Within this field of study, there are topics that have been worked on and that have reflected great relevance in research over the years, as shown in Figure 13. In this, it can be observed that the most important topics are Intelligent Systems, Traffic Control, Intelligent Road Systems for Vehicles, Artificial Intelligence, Transportation and Decision Support Systems, the latter could be developed hand in hand with the predictive and real-time models described above. On the other hand, the specialized topics within this field of study are Traffic and Transportation and Human.

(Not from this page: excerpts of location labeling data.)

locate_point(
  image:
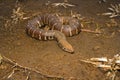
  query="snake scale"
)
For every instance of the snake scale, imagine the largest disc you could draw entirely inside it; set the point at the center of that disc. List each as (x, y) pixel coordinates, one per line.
(59, 28)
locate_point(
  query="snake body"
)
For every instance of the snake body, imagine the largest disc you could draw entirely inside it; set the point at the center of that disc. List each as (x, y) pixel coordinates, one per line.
(59, 28)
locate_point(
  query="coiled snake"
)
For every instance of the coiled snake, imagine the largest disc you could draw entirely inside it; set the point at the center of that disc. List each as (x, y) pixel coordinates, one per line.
(59, 28)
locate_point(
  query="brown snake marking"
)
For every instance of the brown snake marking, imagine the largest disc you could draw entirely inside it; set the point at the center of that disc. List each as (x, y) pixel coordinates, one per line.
(59, 28)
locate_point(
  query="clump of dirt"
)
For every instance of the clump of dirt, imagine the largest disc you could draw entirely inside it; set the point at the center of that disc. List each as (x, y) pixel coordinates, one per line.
(45, 56)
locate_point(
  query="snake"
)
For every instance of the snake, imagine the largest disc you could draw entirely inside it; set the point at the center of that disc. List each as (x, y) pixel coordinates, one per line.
(59, 29)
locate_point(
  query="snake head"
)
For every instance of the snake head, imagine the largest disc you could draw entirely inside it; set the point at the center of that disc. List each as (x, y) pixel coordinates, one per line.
(66, 46)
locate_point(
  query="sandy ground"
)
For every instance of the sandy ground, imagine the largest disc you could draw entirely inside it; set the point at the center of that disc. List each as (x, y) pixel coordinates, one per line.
(46, 56)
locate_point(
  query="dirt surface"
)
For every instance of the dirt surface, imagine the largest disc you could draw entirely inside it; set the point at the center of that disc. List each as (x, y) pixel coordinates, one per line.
(46, 56)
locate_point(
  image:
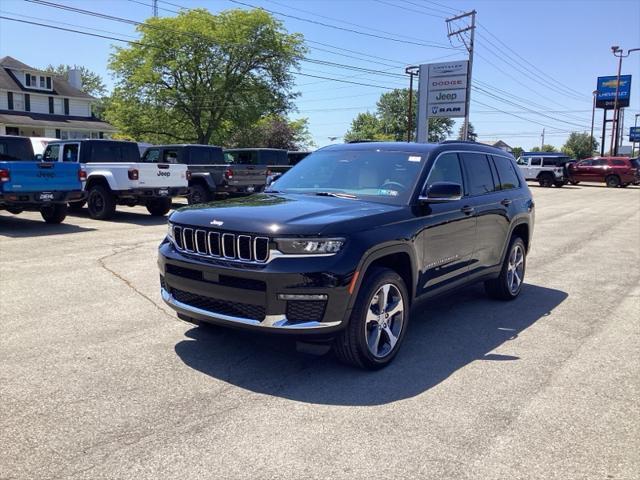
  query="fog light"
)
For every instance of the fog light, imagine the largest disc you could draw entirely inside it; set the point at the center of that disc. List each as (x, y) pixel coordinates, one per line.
(287, 296)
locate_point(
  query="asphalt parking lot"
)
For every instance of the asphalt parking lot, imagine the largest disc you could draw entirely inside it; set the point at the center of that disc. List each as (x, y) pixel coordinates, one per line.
(99, 379)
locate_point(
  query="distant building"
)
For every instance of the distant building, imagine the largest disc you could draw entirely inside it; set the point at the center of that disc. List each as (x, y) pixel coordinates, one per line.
(38, 104)
(498, 144)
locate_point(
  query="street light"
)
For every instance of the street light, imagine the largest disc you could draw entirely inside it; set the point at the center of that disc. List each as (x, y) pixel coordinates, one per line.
(593, 114)
(617, 52)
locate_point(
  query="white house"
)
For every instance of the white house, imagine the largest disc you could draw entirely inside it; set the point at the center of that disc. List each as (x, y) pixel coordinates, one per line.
(38, 104)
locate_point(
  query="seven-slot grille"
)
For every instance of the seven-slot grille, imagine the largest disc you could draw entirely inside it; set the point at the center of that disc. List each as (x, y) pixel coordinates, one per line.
(221, 244)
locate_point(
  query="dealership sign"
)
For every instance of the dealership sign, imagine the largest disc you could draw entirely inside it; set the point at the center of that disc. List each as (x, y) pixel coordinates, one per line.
(442, 93)
(606, 88)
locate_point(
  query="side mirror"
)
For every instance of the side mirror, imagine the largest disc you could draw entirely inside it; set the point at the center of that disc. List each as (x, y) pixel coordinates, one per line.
(441, 192)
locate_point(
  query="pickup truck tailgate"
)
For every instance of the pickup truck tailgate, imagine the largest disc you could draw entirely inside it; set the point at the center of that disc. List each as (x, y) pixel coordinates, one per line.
(28, 176)
(154, 175)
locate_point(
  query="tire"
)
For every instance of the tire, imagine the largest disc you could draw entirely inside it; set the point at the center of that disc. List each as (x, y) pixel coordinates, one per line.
(504, 287)
(159, 207)
(199, 194)
(77, 206)
(54, 213)
(101, 203)
(352, 345)
(545, 180)
(612, 181)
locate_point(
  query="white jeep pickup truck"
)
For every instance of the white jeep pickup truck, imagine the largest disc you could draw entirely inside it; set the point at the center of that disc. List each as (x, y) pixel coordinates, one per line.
(116, 176)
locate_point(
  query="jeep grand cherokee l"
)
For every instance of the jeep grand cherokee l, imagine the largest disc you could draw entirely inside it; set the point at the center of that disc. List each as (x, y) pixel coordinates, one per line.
(341, 245)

3.2.9. Co-Occurrence of Keywords

The co-occurrence of the keywords within the 1,121 documents found with research in this area of study are in Figure 14 and Figure 15, in which it can be observed that the words with the highest repetition within these are Artificial Intelligence, Intelligent Systems, Intelligent Transportation, Intelligent Transportation Systems, Decision Making, Decision Support Systems, Traffic Control and Traffic Congestion, agreeing with Figure 17 in terms of the most important topics.

4. Discussion

In the time period covered by the bibliometry was from 1987 to 2024, in the analysis, it could be observed that the field of study began to be researched more widely since the 2010s, in previous years, there were very few articles and research published, this may be due to the lack of development in the application, creation and research on Artificial Intelligence and its branches, in addition to its applicability in the infrastructure of cities, as this is such an innovative topic within its field of study, few saw the potential of this same in traffic management systems.

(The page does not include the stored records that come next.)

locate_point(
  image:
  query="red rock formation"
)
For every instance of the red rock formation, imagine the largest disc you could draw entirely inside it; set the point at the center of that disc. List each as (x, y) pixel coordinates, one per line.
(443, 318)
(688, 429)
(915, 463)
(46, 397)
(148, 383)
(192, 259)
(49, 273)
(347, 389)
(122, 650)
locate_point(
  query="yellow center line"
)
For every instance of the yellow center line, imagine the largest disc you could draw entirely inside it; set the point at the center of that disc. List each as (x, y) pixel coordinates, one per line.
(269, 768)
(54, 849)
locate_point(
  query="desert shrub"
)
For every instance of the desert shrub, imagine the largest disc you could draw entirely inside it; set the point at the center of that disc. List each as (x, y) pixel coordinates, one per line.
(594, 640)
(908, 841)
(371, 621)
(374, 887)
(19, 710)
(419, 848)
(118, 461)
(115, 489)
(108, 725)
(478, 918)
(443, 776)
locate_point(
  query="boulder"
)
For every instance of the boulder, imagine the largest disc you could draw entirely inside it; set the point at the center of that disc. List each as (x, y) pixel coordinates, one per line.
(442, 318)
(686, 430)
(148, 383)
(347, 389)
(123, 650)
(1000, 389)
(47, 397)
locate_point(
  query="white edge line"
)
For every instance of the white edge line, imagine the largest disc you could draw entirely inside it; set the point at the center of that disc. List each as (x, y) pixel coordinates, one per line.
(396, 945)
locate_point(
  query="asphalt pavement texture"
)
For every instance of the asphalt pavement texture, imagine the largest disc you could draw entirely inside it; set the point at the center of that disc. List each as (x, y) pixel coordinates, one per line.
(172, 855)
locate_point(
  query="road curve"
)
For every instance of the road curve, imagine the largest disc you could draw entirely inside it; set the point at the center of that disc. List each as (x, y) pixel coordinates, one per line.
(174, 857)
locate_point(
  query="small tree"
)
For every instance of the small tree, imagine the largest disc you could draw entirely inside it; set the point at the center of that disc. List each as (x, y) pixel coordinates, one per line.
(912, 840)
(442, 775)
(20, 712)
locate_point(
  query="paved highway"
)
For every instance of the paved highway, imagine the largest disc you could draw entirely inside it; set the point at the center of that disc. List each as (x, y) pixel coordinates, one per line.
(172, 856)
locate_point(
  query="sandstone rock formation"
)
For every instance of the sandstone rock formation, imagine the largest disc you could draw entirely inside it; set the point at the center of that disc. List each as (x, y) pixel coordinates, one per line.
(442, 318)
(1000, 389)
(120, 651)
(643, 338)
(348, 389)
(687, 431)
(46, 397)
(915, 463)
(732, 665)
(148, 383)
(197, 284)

Although the topic and field of study is relatively new, many models and systems have been created, as can be seen in the relevant keywords and topics, where there are many different types of research, and they are applied in different ways in the case studies.
On the other hand, based on the analysis and results obtained in this work, it has been observed how organizations and institutions have been using learning models and massive data collection for research and planning of routes, transportation systems and service optimization. As indicated by Lavalle et al., (2020), smart cities can and are making use of these technologies to improve their traffic management, a phenomenon that shows a continuous upward trajectory, as demonstrated by the examination of Figure 7. entitled “Annual Scientific Production”.

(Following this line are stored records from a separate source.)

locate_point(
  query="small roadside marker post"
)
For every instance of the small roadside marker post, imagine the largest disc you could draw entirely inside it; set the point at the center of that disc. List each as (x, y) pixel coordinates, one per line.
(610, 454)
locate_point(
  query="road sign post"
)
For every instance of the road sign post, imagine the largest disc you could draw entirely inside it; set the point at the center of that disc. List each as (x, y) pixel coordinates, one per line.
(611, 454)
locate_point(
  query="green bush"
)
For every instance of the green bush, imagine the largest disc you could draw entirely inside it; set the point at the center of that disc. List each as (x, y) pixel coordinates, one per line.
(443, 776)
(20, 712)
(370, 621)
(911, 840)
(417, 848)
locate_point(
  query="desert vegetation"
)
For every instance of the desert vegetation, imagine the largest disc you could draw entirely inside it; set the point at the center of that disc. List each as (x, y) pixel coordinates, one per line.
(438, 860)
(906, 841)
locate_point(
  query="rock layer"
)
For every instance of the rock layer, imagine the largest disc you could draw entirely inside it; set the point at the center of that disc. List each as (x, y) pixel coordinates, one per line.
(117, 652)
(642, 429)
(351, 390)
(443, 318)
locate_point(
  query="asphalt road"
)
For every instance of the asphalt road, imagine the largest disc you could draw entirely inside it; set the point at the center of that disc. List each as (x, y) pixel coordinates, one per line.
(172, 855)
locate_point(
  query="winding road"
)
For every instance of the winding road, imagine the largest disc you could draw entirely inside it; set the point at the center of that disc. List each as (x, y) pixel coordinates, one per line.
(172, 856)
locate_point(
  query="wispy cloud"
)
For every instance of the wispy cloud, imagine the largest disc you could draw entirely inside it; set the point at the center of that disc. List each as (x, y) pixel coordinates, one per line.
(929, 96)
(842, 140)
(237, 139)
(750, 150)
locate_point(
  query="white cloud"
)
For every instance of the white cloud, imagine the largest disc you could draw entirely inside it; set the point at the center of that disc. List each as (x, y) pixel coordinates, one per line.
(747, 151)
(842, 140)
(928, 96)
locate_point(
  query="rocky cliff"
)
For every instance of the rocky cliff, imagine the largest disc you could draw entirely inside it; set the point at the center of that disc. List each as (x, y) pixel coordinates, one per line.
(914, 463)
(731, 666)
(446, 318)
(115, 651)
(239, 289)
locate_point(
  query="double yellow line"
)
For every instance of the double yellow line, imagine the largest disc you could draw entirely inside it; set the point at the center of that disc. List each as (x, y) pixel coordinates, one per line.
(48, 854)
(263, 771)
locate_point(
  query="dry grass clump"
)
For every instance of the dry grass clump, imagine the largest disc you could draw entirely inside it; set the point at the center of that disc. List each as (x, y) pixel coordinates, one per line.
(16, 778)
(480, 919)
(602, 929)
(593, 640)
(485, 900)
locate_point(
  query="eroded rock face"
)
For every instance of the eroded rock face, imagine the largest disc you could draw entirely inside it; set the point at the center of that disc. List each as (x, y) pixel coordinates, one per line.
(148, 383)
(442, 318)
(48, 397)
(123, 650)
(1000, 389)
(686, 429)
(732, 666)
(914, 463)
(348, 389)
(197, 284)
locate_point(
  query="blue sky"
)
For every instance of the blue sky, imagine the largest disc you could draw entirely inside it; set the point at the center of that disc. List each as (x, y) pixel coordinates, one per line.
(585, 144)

It can be said that there has been a wide implementation of Artificial Intelligence within traffic management systems, however, not in the Ibero-American zone, as can be observed in the analysis of the results, that the majority of scientific production is in the countries of the United States, India and China, although Spain appears within bibliometrics as an emerging country in this type of research, it does not have sufficient research strength unlike the previously mentioned countries.
In this framework, Spain, being an Ibero-American country, it can be said that the European zone of Ibero-America is beginning to have participation within the development of Artificial Intelligence and Intelligent Systems within traffic, also, Portugal and Brazil, as can be seen in Figure 6, are linked in the neural network with Spain, demonstrating that these countries have worked together in research and documents in the field of study, of course, with much less research than the areas with greater participation.
However, it should be noted that the Latin American zone has had low levels of scientific production over the years since the field of study was first raised in 1987. The countries in this zone that have developed this type of research, in order of importance, are Brazil, Mexico, Ecuador, Colombia, Chile, Venezuela and Cuba, with 43, 30, 11, 8, 4 and 1, the last two countries respectively. Of the 19 countries that make up the Ibero-American zone on the American side, only 7 have developed research in this field, lagging far behind the other countries.
However, it is not due to a lack of progress in science, technology or scientific talent, but rather to a lack of political will to invest in this sector, that the leaders of the region have not prioritized research and development, which has hindered scientific progress [76].
The results of the bibliometric analysis also indicate that research and development of the emerging technologies are more concentrated in developed countries (apart from the obvious Chinese leadership) than in developing countries. The results analyzed in Figure 2 “Countries with the greatest scientific production” show this phenomenon and even expose several regions and countries that do not have any study or publication made in their territory. This supports what was mentioned by authors such as Yañez-Pagans [49] regarding the little exploration of the impact in the sector compared to the other groups of countries.
However, although the bibliometric analysis indicates that these countries have low production, in the bibliographic review carried out, 50 articles and research were found that explore and apply these systems and algorithms within the Traffic Systems and Smart Cities produced in this specific area.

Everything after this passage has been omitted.